Attenuation of proliferation in oligodendrocyte precursor cells by activated microglia

Activated microglia can influence the survival of neural cells through the release of cytotoxic factors. Here, we investigated the interaction between Toll‐like receptor 4 (TLR4)‐activated microglia and oligodendrocytes or their precursor cells (OPC). Primary rat or N9 microglial cells were activated by exposure to TLR4‐specifc lipopolysaccharide (LPS), resulting in mitogen‐activated protein kinase activation, increased CD68 and inducible nitric oxide synthase expression, and release of the proinflammatory cytokines tumor necrosis factor (TNF) and interleukin‐6 (IL‐6). Microglial conditioned medium (MGCM) from LPS‐activated microglia attenuated primary OPC proliferation without inducing cell death. The microglial‐induced inhibition of OPC proliferation was reversed by stimulating group III metabotropic glutamate receptors in microglia with the agonist L‐AP4. In contrast to OPC, LPS‐activated MGCM enhanced the survival of mature oligodendrocytes. Further investigation suggested that TNF and IL‐6 released from TLR4‐activated microglia might contribute to the effect of MGCM on OPC proliferation, insofar as TNF depletion of LPS‐activated MGCM reduced the inhibition of OPC proliferation, and direct addition of TNF or IL‐6 attenuated or increased proliferation, respectively.
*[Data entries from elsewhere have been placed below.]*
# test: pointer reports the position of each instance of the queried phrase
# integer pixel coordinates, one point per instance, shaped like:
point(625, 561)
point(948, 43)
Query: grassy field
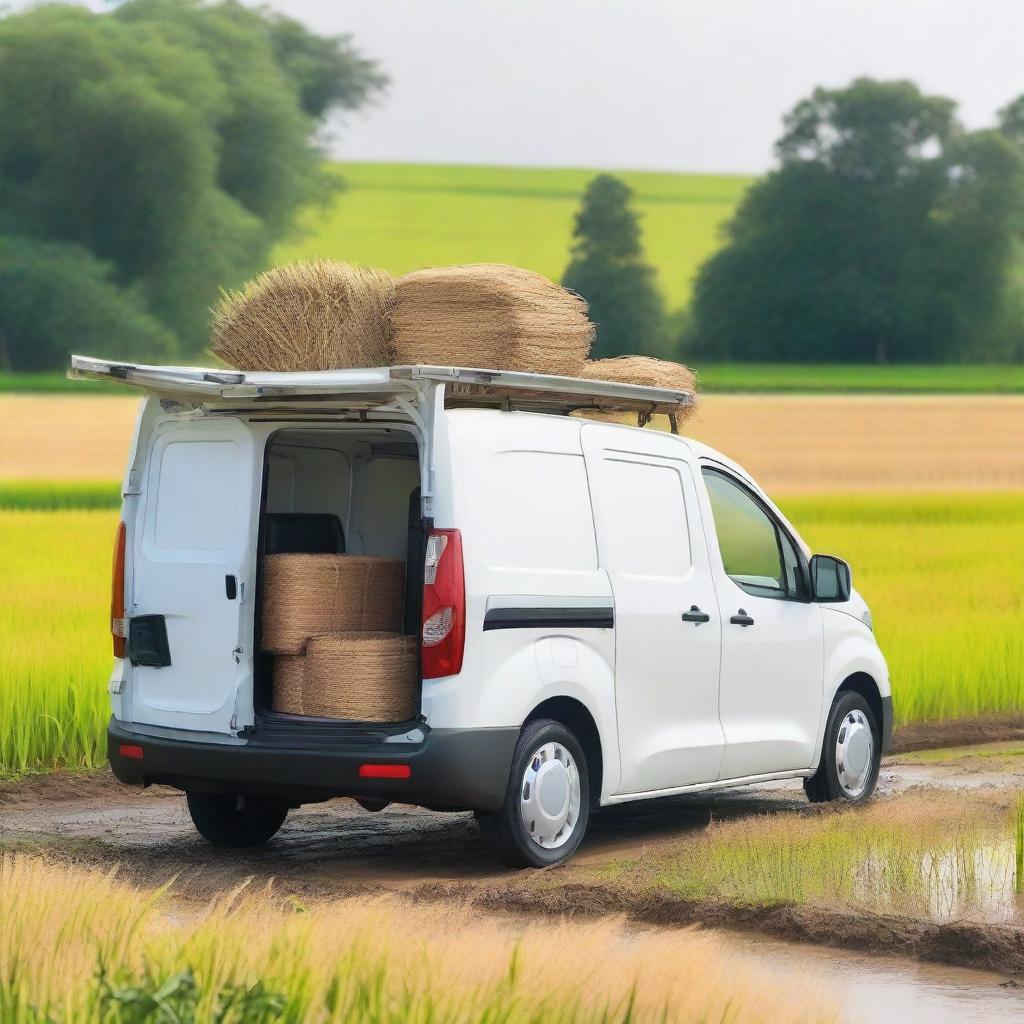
point(715, 379)
point(790, 442)
point(403, 216)
point(80, 946)
point(944, 577)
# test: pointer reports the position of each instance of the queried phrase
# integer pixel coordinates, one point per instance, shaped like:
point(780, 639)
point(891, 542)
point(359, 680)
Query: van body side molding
point(602, 617)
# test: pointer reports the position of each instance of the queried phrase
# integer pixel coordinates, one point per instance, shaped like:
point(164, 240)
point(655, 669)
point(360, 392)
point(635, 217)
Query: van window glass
point(532, 512)
point(646, 515)
point(748, 538)
point(197, 496)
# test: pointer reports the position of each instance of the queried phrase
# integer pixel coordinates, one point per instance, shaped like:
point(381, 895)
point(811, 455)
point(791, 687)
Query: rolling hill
point(402, 216)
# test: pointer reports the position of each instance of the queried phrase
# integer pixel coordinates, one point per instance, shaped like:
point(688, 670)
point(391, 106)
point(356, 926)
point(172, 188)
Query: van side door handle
point(695, 615)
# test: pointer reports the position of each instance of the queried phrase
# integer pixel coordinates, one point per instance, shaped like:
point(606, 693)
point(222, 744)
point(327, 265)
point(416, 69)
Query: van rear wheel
point(236, 821)
point(547, 804)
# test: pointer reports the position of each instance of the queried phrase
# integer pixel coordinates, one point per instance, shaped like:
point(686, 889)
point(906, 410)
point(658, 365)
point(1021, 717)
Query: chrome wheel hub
point(854, 753)
point(549, 796)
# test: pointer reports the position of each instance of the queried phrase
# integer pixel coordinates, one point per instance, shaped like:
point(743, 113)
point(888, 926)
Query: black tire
point(506, 830)
point(826, 784)
point(236, 821)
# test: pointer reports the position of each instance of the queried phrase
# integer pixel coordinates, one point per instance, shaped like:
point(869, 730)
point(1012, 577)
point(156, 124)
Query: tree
point(608, 270)
point(172, 139)
point(886, 233)
point(55, 296)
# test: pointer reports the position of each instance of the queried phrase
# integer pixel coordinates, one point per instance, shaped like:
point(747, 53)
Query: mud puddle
point(880, 990)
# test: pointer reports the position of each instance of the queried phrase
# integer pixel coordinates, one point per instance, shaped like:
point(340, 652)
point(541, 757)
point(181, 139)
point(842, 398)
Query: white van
point(611, 613)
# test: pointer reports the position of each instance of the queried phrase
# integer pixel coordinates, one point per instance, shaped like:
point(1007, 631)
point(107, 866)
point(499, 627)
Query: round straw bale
point(317, 315)
point(289, 682)
point(489, 315)
point(304, 595)
point(368, 677)
point(648, 372)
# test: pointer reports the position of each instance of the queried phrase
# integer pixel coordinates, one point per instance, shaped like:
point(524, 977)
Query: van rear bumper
point(450, 769)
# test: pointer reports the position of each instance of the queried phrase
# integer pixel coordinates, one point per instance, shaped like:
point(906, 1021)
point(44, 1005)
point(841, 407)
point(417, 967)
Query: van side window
point(758, 556)
point(647, 518)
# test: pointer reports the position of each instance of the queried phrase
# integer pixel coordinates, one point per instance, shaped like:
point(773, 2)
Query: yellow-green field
point(403, 216)
point(944, 576)
point(80, 947)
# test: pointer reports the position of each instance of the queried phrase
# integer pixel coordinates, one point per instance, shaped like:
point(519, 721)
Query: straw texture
point(493, 316)
point(305, 595)
point(368, 677)
point(318, 315)
point(645, 371)
point(289, 684)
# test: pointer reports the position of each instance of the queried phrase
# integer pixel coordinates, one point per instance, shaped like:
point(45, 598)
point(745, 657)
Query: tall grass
point(940, 856)
point(251, 957)
point(54, 646)
point(944, 577)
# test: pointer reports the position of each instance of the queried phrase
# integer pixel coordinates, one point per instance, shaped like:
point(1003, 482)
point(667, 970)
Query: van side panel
point(538, 605)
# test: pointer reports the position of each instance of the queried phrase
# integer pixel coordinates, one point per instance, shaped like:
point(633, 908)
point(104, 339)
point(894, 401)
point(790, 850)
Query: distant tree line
point(887, 233)
point(150, 156)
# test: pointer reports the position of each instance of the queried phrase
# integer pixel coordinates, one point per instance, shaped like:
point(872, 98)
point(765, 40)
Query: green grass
point(49, 496)
point(931, 855)
point(944, 577)
point(403, 216)
point(725, 378)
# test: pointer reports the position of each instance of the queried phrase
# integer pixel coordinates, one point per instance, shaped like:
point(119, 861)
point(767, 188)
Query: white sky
point(696, 85)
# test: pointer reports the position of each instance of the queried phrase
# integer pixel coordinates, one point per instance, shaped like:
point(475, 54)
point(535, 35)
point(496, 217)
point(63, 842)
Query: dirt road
point(339, 849)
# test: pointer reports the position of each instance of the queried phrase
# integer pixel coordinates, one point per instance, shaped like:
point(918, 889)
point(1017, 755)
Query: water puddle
point(879, 990)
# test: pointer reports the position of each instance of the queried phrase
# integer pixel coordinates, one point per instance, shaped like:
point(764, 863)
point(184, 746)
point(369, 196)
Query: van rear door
point(192, 577)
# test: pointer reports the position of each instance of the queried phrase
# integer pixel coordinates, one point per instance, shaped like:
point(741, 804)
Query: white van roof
point(543, 392)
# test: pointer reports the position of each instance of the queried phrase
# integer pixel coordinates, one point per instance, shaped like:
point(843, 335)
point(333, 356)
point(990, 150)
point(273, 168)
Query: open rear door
point(192, 578)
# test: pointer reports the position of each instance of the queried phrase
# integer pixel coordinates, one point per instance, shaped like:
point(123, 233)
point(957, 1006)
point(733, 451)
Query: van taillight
point(443, 605)
point(119, 625)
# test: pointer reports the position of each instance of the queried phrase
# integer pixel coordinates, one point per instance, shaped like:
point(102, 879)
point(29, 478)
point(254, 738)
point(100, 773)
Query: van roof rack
point(464, 386)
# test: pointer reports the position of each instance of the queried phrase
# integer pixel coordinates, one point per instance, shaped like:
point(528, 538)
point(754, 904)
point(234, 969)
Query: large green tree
point(173, 140)
point(887, 233)
point(607, 268)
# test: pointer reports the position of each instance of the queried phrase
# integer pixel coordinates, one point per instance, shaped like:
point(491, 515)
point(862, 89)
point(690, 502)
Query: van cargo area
point(339, 577)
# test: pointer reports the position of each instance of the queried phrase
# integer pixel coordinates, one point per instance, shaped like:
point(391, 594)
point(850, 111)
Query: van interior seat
point(304, 532)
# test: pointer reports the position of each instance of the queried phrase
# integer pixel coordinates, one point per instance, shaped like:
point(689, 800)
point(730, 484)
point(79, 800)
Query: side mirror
point(832, 581)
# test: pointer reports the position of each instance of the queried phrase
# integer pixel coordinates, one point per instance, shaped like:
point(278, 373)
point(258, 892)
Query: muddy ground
point(338, 849)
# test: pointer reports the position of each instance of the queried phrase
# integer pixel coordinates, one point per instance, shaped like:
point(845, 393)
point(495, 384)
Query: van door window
point(758, 556)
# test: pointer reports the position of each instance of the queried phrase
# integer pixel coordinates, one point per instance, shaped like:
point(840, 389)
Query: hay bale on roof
point(647, 372)
point(489, 315)
point(317, 315)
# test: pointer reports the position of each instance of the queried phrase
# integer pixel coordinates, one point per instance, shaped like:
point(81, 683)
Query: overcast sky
point(697, 85)
point(673, 84)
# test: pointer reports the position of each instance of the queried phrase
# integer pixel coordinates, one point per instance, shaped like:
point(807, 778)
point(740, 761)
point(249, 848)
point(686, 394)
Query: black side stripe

OPC themselves were also found to express proteins involved in TLR4 signalling, including TLR4, MyD88, and MAL. Although LPS stimulation of OPC did not induce proinflammatory cytokine release or affect their survival, it did trigger JNK phosphorylation, suggesting that TLR4 signalling in these cells is active. These findings suggest that OPC survival may be influenced not only by factors released from endotoxin‐activated microglia but also through a direct response to endotoxins. This may have consequences for myelination under conditions in which microglial activation and cerebral infection are both implicated. © 2010 Wiley‐Liss, Inc.